2. Install Customized Ragout on Thunder
Warning: This part is intended ONLY for those who want to install and test their own version in their HOME directory.
Summary
(a) C++ compiler with C++0x support (GCC 4.6+ / Clang 3.2+ / Apple Clang 4.2+); (System GCC is 4.8.5 – module load not necessary)
(b) pip; (need install)
(c) Python 2.7; (CCAST default python 2.7.5)
(d) python-networkx 2.2+; (a python package, need install)
(e) Sibelia; (need install, can also use HAL Tools instead)

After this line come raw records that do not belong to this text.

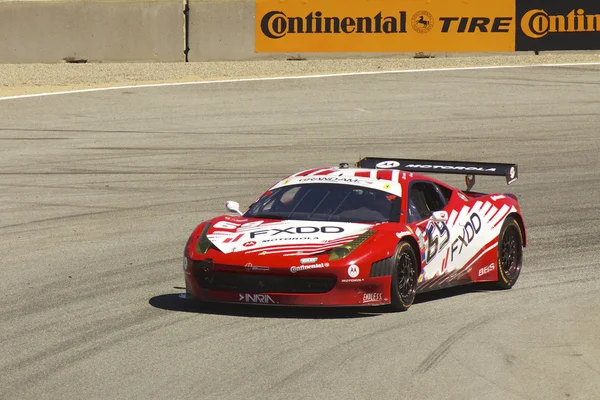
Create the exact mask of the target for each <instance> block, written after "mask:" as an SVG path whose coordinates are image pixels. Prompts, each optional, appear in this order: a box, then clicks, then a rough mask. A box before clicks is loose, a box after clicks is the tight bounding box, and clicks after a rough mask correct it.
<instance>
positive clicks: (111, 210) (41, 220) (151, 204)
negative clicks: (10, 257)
mask: <svg viewBox="0 0 600 400" xmlns="http://www.w3.org/2000/svg"><path fill="white" fill-rule="evenodd" d="M222 199H223V197H210V198H203V199H192V200H183V201H172V202H165V203H157V204H148V205H143V206H135V207H123V208H117V209H110V210H104V211H96V212H88V213H80V214H70V215H64V216H60V217H51V218H44V219H39V220H34V221H27V222H19V223H16V224H9V225H4V226H0V230H2V229H7V228H16V227H21V226H27V225H34V224H41V223H44V222H53V221H64V220H71V219H77V218H81V217H90V216H97V215H102V214H108V213H120V212H127V211H136V210H142V209H150V208H157V207H165V206H173V205H177V204H188V203H193V204H196V205H197V204H199V203H202V202H210V201H215V200H222Z"/></svg>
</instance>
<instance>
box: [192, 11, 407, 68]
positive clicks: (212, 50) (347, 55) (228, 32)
mask: <svg viewBox="0 0 600 400" xmlns="http://www.w3.org/2000/svg"><path fill="white" fill-rule="evenodd" d="M340 1H343V0H340ZM189 6H190V18H189V20H190V28H189V47H190V52H189V54H188V59H189V61H232V60H235V61H244V60H263V59H279V60H281V59H283V60H285V59H288V58H300V57H301V58H307V59H318V58H348V57H368V58H373V57H380V56H389V55H390V53H302V54H301V55H299V54H297V53H255V52H254V18H255V0H189ZM406 55H407V57H411V56H413V55H414V54H408V53H407V54H406Z"/></svg>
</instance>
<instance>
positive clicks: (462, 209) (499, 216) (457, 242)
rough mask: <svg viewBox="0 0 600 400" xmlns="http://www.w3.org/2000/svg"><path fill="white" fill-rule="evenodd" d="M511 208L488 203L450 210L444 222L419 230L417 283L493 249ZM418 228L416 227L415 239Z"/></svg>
mask: <svg viewBox="0 0 600 400" xmlns="http://www.w3.org/2000/svg"><path fill="white" fill-rule="evenodd" d="M514 211H516V209H515V208H514V207H512V208H511V207H508V206H507V205H502V206H500V208H497V207H496V206H495V205H494V204H493V203H492V202H490V201H485V202H483V201H478V202H476V203H475V204H474V205H473V206H472V207H467V206H465V207H463V208H462V209H461V210H460V211H457V210H453V211H451V213H450V216H449V218H448V221H447V222H440V221H429V222H428V223H427V225H426V226H425V227H424V229H423V239H422V240H420V243H419V247H421V265H422V270H421V275H420V277H419V282H423V281H426V280H428V279H432V278H435V277H437V276H440V275H442V274H447V273H450V272H452V271H455V270H458V269H462V268H464V267H466V266H467V263H468V262H469V261H470V260H471V259H473V257H475V256H476V255H477V253H479V252H480V251H482V250H485V249H486V248H489V249H488V250H490V249H491V248H493V247H495V246H497V242H496V241H495V240H494V239H497V238H498V235H499V234H500V229H501V228H502V222H503V221H504V219H505V217H506V216H507V215H508V214H510V213H511V212H514ZM420 230H421V229H420V228H417V236H419V232H418V231H420Z"/></svg>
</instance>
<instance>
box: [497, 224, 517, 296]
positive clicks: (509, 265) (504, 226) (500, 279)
mask: <svg viewBox="0 0 600 400" xmlns="http://www.w3.org/2000/svg"><path fill="white" fill-rule="evenodd" d="M522 264H523V234H522V232H521V227H520V226H519V224H518V223H517V221H515V219H514V218H512V217H508V218H506V220H505V221H504V224H503V225H502V229H501V230H500V235H499V237H498V282H497V283H496V285H497V286H499V287H500V288H502V289H510V288H511V287H513V286H514V284H515V283H516V282H517V279H519V274H520V273H521V266H522Z"/></svg>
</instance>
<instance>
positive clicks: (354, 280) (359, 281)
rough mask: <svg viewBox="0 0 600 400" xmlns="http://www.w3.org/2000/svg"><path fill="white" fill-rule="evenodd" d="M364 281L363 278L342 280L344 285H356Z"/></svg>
mask: <svg viewBox="0 0 600 400" xmlns="http://www.w3.org/2000/svg"><path fill="white" fill-rule="evenodd" d="M363 281H364V279H363V278H353V279H342V280H340V282H342V283H356V282H363Z"/></svg>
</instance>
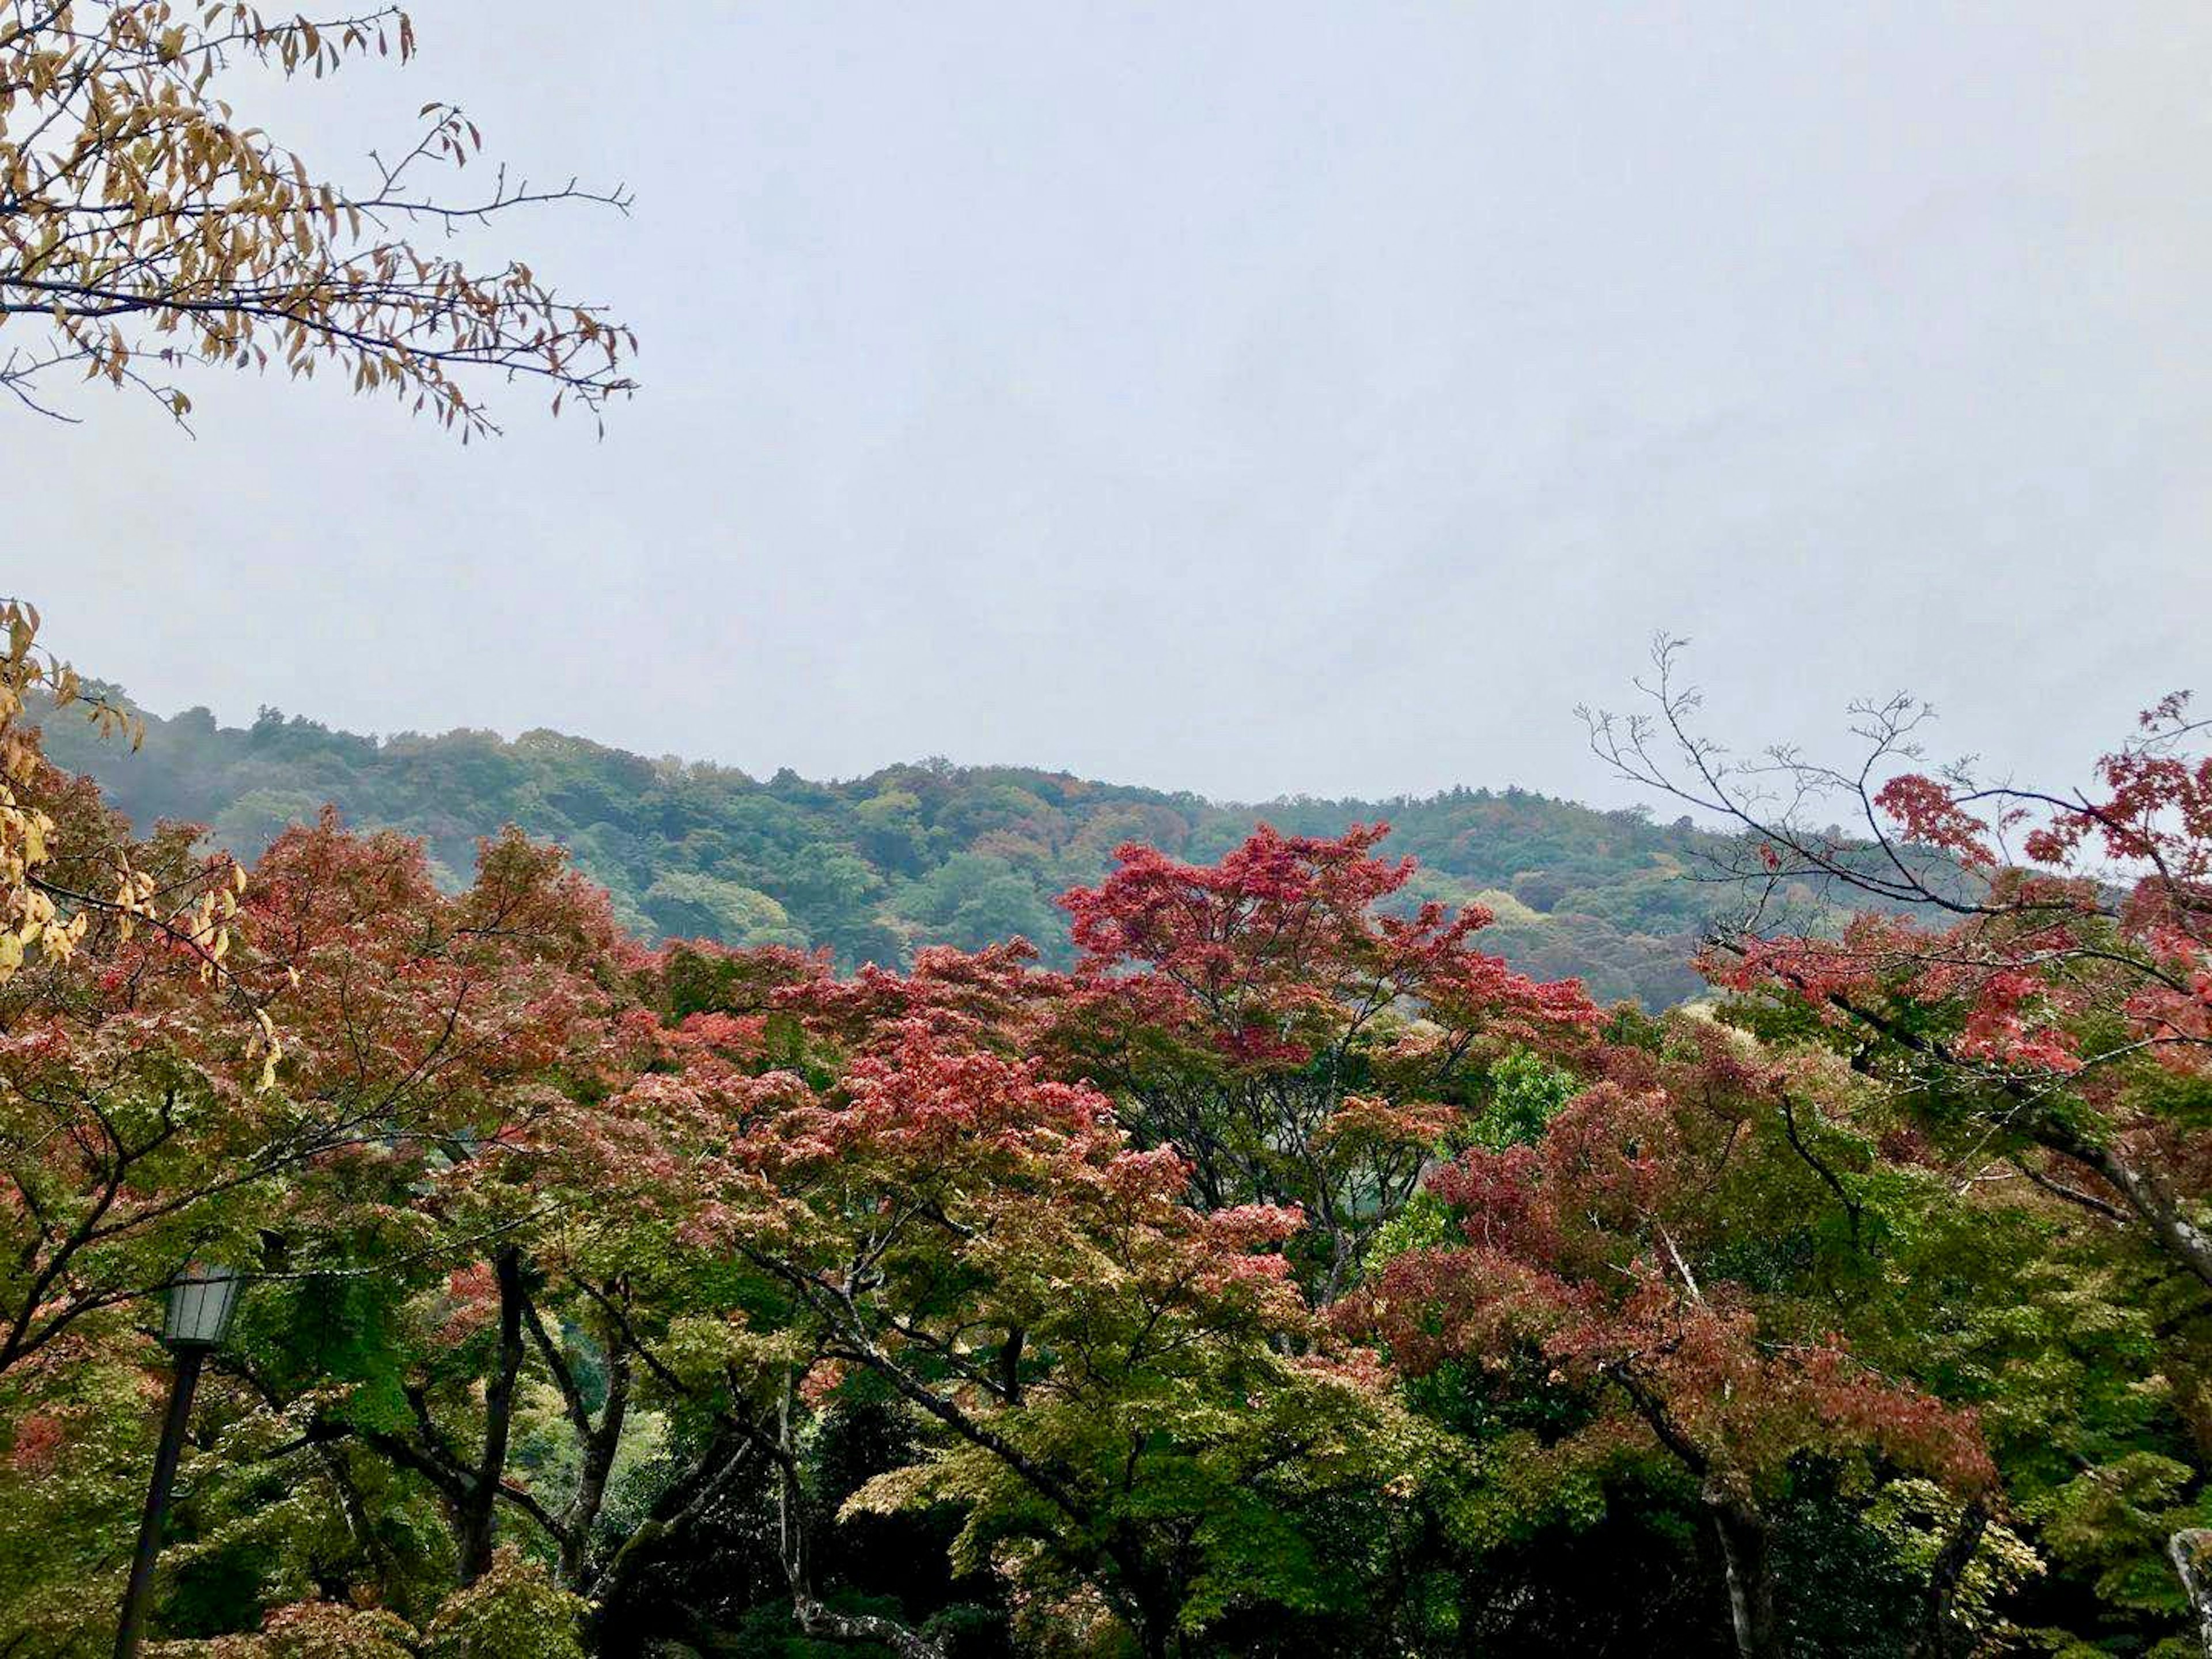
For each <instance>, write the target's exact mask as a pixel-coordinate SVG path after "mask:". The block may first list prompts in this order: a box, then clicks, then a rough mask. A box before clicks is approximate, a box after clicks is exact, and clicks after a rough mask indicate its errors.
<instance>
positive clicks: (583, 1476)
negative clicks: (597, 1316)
mask: <svg viewBox="0 0 2212 1659" xmlns="http://www.w3.org/2000/svg"><path fill="white" fill-rule="evenodd" d="M628 1407H630V1354H628V1349H624V1347H615V1349H613V1352H611V1354H608V1360H606V1405H602V1407H599V1422H597V1425H595V1427H593V1429H591V1433H588V1436H586V1438H584V1444H582V1458H584V1464H582V1469H580V1471H577V1478H575V1498H573V1500H571V1502H568V1511H566V1513H564V1515H562V1524H564V1526H566V1528H568V1531H566V1535H564V1537H562V1551H560V1582H562V1584H564V1586H568V1588H571V1590H580V1588H584V1573H586V1564H588V1551H591V1531H593V1526H595V1524H597V1522H599V1506H602V1504H604V1502H606V1480H608V1475H611V1473H613V1471H615V1453H617V1451H619V1449H622V1425H624V1420H626V1416H628Z"/></svg>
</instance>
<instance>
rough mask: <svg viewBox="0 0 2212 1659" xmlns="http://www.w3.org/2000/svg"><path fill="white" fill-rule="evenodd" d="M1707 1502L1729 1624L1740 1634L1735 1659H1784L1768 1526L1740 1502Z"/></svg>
mask: <svg viewBox="0 0 2212 1659" xmlns="http://www.w3.org/2000/svg"><path fill="white" fill-rule="evenodd" d="M1708 1502H1710V1509H1712V1531H1714V1535H1717V1537H1719V1540H1721V1559H1723V1562H1725V1564H1728V1621H1730V1626H1732V1628H1734V1632H1736V1659H1781V1650H1783V1648H1781V1624H1778V1619H1776V1617H1774V1562H1772V1555H1770V1548H1767V1542H1770V1540H1767V1522H1765V1517H1761V1515H1759V1513H1756V1511H1752V1509H1750V1506H1747V1504H1741V1502H1736V1500H1719V1502H1712V1500H1708Z"/></svg>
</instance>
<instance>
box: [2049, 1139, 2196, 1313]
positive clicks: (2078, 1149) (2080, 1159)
mask: <svg viewBox="0 0 2212 1659" xmlns="http://www.w3.org/2000/svg"><path fill="white" fill-rule="evenodd" d="M2037 1139H2039V1141H2042V1144H2044V1146H2048V1148H2051V1150H2055V1152H2064V1155H2066V1157H2073V1159H2079V1161H2081V1164H2088V1166H2090V1168H2093V1170H2097V1175H2101V1177H2104V1179H2106V1181H2110V1183H2112V1188H2115V1190H2117V1192H2119V1197H2121V1199H2126V1203H2128V1208H2130V1210H2132V1212H2135V1214H2137V1217H2141V1221H2143V1225H2148V1228H2150V1237H2152V1239H2154V1241H2157V1243H2159V1248H2161V1250H2163V1252H2166V1254H2170V1256H2172V1259H2174V1261H2179V1263H2181V1265H2183V1267H2188V1270H2190V1272H2192V1274H2197V1276H2199V1279H2201V1281H2203V1283H2205V1285H2212V1237H2205V1232H2203V1230H2201V1228H2199V1225H2197V1223H2192V1221H2190V1219H2188V1217H2185V1214H2181V1206H2177V1203H2174V1199H2172V1194H2170V1192H2168V1190H2166V1186H2163V1183H2161V1181H2159V1179H2157V1177H2154V1175H2152V1172H2148V1170H2141V1168H2137V1166H2135V1164H2132V1161H2130V1159H2128V1157H2126V1155H2124V1152H2121V1150H2119V1148H2115V1146H2101V1144H2093V1141H2084V1139H2079V1137H2077V1135H2073V1133H2070V1130H2059V1133H2048V1130H2046V1133H2042V1135H2037Z"/></svg>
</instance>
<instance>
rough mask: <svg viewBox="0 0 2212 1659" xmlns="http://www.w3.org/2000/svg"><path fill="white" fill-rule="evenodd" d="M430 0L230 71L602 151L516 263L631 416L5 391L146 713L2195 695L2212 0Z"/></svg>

(f) Option "-t": number of threads for synteny backend (Sibelia or HAL).
Details
In the following pages, we assume that you want to install the software in a directory named “SOFTWARE” inside your HOME directory on the CCAST’s Thunder cluster. “USERNAME” is your username on Thunder.
(a) Install pip
· Go to the SOFTWARE directory:
o "cd /mmfs1/home/USERNAME/SOFTWARE"
· Set the environmental variable PYTHONUSERBASE in which the '--user' option will use to install things:
o "echo 'export PYTHONUSERBASE=/mmfs1/home/USERNAME/SOFTWARE/my_python_pkg' >> /gpfs1/home/USERNAME/.bashrc"
· Reload the settings:
o "source /mmfs1/home/USERNAME/.bashrc"
· Install pip:
o "python get-pip.py --user"
(b) Install Ragout
· Git clone Ragout:
o "git clone https://github.com/fenderglass/Ragout.git"
· Go to the Ragout directory:
o "cd Ragout"
· Build Ragout:
o "python setup.py build"
(c) Install python-networkx using pip
· "$PYTHONUSERBASE/bin/pip install -r requirements.txt --user"
(d) Install Sibelia using the provided script
· "python scripts/install-sibelia.py"
(e) Test
There are four built-in examples in "/mmfs1/home/USERNAME/SOFTWARE/Ragout/examples". Here take the "E.Coli" as a test example.
· Copy files from built in test directory to scratch:
o "cd /mmfs1/thunder/scratch/USERNAME”
o “mkdir Ragout_test”
o “cd Ragout_test”
o "cp -r /gpfs1/home/USERNAME/SOFTWARE/Ragout/examples/E.Coli ."
· Write and submit the job:
o "qsub ragout_job.pbs"
------------------------------------------- file ragout_job.pbs -------------------------------------------
#!/bin/bash
#PBS -q default
#PBS -N Ragout_Test
#PBS -l select=1:mem=10gb:ncpus=4
#PBS -l walltime=02:00:00
## Replace “x-ccast-prj” with “x-ccast-prj-[your project group name here]”
#PBS -W group_list=x-ccast-prj
cd $PBS_O_WORKDIR
# Set path of your Ragout Binaries
export MY_RAGOUT=/mmfs1/home/USERNAME/SOFTWARE/Ragout/bin
$MY_RAGOUT/ragout ecoli.rcp --outdir ./out --refine -t $NCPUS
exit 0
File "ecoli.rcp" is the recipe file provided by the user. Please refer to the usage: "https://github.com/fenderglass/Ragout/blob/master/docs/USAGE.md"